Day 2: Besting at the Weather GodsOn Thursday, though, proof positive, if it should be needed (and I do need it from time to time) that it's better to get on the bike and get on with the day rather than worrying about what the weather might do, and so not cycle. When I left the house, it was great and miserable above, clouds heavy with the promise of more of the rain that had fallen throughout the night. And, as I took my bike out of the garage, a sudden and particularly heavy downpour left me re-considering my ride, wondering if I should have prepared for the rain a little more.
For all that, it proved to be a good ride. The morning was warm, and very quickly the rain eased and stopped, so that the only wetness was the spray on the roads. My heart was buoyed, lifted by the satisfaction of having somehow cheated the weather gods. They're sneaky, lazy gods, preferring to trick us into not doing something by putting on a bit of a show early on, but without the will to carry out the threat. All sabre-rattling and bluster, it seems, and I was happy to have spotted their game, and not been taken in by it.
I suppose that my cheerfulness must have annoyed them, because that evening, a massive cloudburst just before leaving had me re-considering my position, and Mrs F texting with the offer of a lift. As the hour of departure approached, the skies darkened, the heavens opened, and a deluge was deposited; a proper flood of water. For twenty minutes, intensive rain; and then the storm moved on, southwards, the direction of home.
There was, I must admit, a certain amount of humour in the office at my predicament, equipped as I was with but two wheels and a smallish amount of Lyrca, clearly no match for the rain. Nevertheless, I buckled up my resolve and set off.
And guess what? I didn't get the slightest bit wet. Yes, there was a little spray, a few drops of drizzle, but it wasn't as bad as feared; it was much, much better. I arrived home, if not in actual sunshine, then in that better, proverbial kind of sunshine that exists in the minds of the righteous, and shines from their eyes.
Twice in one day! Twice, the weather gods had tried their tricks and had not caught me out.
Day 3: The Weather Gods give me a Nod, and a NudgeOn Friday morning, though, came a gentle reminder that I am in no fashion master of the weather. There was persistent, penetrating drizzle for the first two miles of the Morning Commute. Not enough to soak, not quite. But enough to assure me that, yes, it's good to get out and ride whatever the weather, and quite often it won't turn out to be as bad as feared. But that there are things not within my control; and that every once in a while I will get properly trounced.

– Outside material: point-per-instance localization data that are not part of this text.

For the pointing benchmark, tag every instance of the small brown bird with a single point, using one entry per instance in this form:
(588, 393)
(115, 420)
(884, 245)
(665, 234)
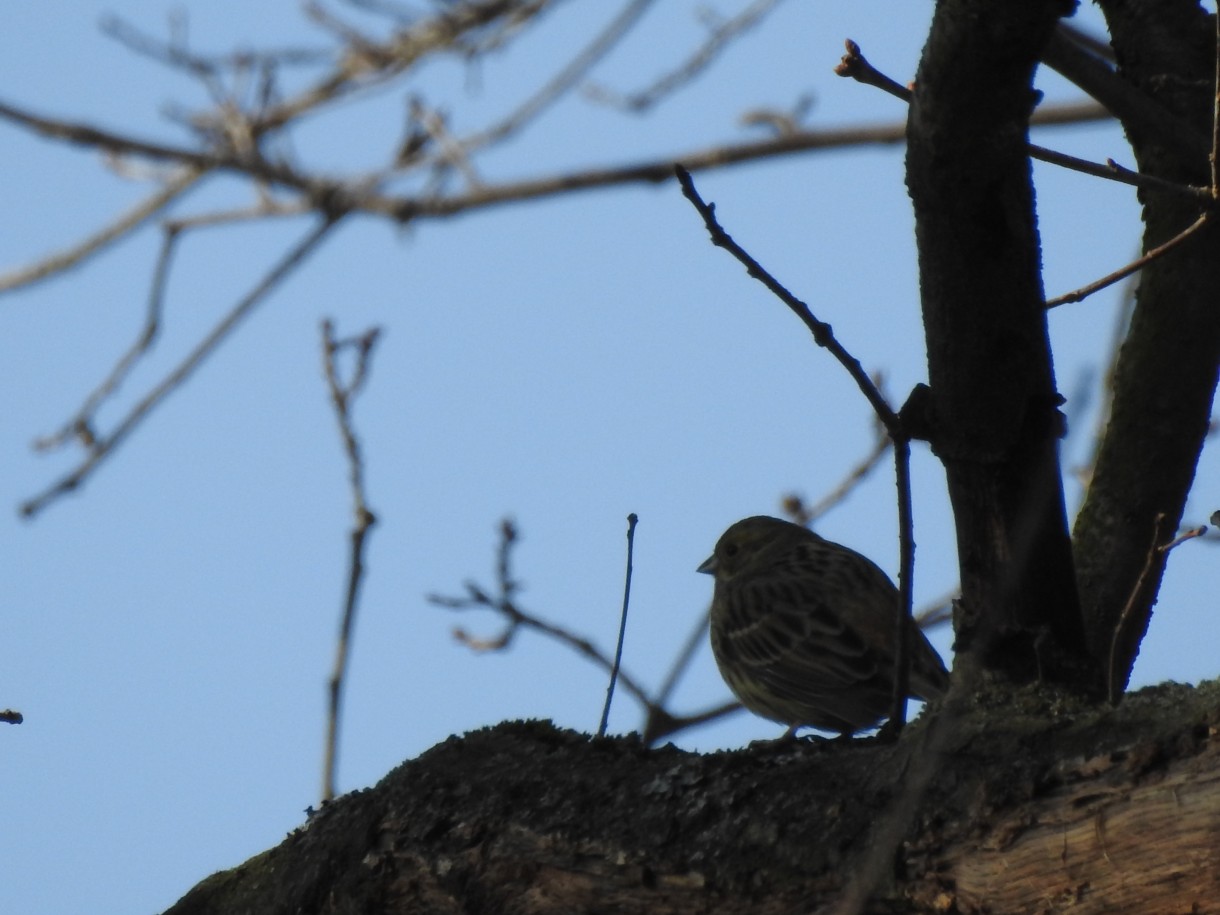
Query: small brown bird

A nod to my performance the day before, indeed, but a very clear message. Enjoy your day, the weather gods were saying. Yes, I had got the better of them yesterday, but I would do well to remember that they have a few tricks up their collective sleeves.
I'll take that. Nine times out of ten is good enough for me. That's still nine victories; nine fewer car journeys; nine more days with a smile on my face.
Yes, I'll happily take that.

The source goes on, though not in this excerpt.